Oxfam gets a lot of mileage out of its global inequality statistics. Back in 2014, we were told that the world's top 85 wealthiest people owned as much as the bottom half, 3.5bn.
Now we’re told 62 own as much as the other half—you could fit them all on a coach, the Oxfam chief executive helpfully told us in a piece for the Independent.
Each time they release the new number there is much wailing and gnashing of teeth, but their numbers are nonsense, and on top of that they tell the wrong story.
Oxfam uses net wealth figures—assets minus liabilities—which can be very useful but also suffers two key flaws.
Firstly, adding up negative numbers gives some paradoxical results. For example, as far in debt as the most indebted person is (i.e. the poorest person by Oxfam’s measure) they are still richer than the next two billion people all put together, because all of those people have small negative net wealth.

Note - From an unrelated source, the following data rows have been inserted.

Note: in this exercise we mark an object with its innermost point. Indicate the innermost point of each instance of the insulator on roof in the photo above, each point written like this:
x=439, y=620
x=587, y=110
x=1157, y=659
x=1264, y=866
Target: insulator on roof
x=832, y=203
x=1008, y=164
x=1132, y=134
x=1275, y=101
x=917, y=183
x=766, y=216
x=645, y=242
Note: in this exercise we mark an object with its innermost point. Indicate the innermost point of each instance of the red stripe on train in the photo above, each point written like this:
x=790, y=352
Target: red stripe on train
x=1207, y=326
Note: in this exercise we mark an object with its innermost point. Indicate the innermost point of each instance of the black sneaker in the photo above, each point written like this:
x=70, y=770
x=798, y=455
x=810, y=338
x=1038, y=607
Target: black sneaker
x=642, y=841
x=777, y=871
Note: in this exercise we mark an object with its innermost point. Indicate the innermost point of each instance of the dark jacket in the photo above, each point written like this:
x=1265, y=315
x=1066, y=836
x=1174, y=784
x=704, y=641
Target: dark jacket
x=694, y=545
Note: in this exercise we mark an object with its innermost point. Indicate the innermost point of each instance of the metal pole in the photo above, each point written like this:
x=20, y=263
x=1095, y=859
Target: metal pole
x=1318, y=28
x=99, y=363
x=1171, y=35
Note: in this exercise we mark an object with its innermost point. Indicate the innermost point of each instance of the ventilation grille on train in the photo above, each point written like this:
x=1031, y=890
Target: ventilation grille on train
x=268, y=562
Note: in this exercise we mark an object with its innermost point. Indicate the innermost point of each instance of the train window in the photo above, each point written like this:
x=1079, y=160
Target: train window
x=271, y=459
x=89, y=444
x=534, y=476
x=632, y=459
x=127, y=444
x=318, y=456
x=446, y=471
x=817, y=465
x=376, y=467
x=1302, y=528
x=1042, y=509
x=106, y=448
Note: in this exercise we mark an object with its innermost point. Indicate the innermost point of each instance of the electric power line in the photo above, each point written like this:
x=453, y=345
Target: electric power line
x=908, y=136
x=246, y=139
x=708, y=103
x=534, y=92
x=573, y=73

Secondly, and more importantly, it cannot measure human capital. For most people, their most valuable assets are their talents and skills.
A recent Harvard graduate starting at Goldman Sachs may not seem poor to you or me, but their huge student debt pile will put them near the bottom of Oxfam’s ranking. They own millions of dollars of human capital, but it’s unmeasured.
This means that in their 2013 data, 7.5 per cent of the poorest tenth are from the USA (the second most of any country in the world after India), while none of them are from China—which has a GDP/capita almost ten times smaller. In fact, being in net debt may well imply exactly the opposite of Oxfam’s result, because only those with intangible assets are likely to be able to get hold of unsecured loans.
As well as this technical issue, the numbers tell a misleading tale. The big news in the world income distribution of the past 30 years is not greater inequality but less.
Not only is extreme poverty falling across the world, but income is being spread more equally. Between 1988 and 2008, the 10th to 70th percentiles—the global poor and middle—have received pay rises of around 40%, whereas those in rich countries have seen their real incomes barely rise or even fall.
It’s true that the global one per cent, 0.1 per cent and 0.01 per cent is doing amazingly well, but this doesn’t seem to be coming at the cost of the global poor.
So Oxfam’s report is wrong: its approach is bad, and its narrative is misleading. The world’s poor don’t care about how many private jets Carlos Slim owns, but about their own living standards—and these are rising.